演奏で言えば全部の音が聴き手に伝わるように弾くこと、楽譜に記されていることを忠実に再現することが上手な演奏と言える。楽譜をすっ飛ばして弾いてしまうのは、原稿と全然違うことを適当に話しているアナウンサーのようなものだろうか。
うちのレッスンでは音階でかなりの時間を費やすことが多い。比較的、初期段階から和音も含めて頻用する音階のパターンを進めていく。地味な練習であるし、退屈であるし、しかも成果が見えない。けれども、的確な発音を知らないでアナウンサーはできないし、まして漢字の読み方が分からなければ問題外。
もちろん楽譜に忠実でなくても味わいのある演奏だったり、感動できる演奏というものはある。
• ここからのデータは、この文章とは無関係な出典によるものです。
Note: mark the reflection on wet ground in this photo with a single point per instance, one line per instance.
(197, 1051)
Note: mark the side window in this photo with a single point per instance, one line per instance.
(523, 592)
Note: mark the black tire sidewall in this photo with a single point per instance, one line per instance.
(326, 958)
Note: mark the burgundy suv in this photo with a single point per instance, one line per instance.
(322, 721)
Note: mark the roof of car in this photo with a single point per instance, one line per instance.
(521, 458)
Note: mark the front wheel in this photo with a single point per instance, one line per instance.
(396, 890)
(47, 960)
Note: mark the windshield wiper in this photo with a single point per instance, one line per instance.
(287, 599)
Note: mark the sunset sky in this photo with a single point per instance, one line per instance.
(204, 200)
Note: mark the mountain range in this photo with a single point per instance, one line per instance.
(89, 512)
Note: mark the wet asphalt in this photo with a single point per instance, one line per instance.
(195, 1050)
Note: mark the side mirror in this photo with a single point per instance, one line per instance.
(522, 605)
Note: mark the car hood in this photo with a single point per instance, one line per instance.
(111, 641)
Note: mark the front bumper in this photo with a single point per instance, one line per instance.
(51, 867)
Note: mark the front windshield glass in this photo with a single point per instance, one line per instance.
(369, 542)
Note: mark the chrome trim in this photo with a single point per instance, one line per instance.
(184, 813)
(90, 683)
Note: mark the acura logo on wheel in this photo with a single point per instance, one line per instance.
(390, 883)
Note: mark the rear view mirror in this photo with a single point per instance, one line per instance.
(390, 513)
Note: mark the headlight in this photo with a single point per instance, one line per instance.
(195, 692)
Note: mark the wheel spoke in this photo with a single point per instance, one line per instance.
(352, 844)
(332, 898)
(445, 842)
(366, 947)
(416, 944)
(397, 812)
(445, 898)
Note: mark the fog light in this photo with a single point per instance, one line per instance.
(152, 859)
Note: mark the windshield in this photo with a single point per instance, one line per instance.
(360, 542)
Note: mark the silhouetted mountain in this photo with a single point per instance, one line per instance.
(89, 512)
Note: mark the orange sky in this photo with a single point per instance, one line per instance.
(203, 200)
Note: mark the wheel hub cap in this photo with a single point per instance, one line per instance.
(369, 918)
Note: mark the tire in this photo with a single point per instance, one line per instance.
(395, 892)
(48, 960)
訥々としていても、つっかえつっかえであっても心に響く話しぶりがあるのと似ていて、それが本来の言葉の力なのだろうとも感じる。音楽の場合でも同様で「上手な演奏」が「感動できる演奏」とは限らない。
わたしにお話できるのは「上手な演奏」をするためにやるべきことをご提案すること。的確に弾けるようにと進めているつもりで、どんな方向で進めていくべきなのかを知って頂ければと。わたしには「感動できる演奏の指導」は無理だなあと思う。「作った感動」はあざといものと自分には思えるし。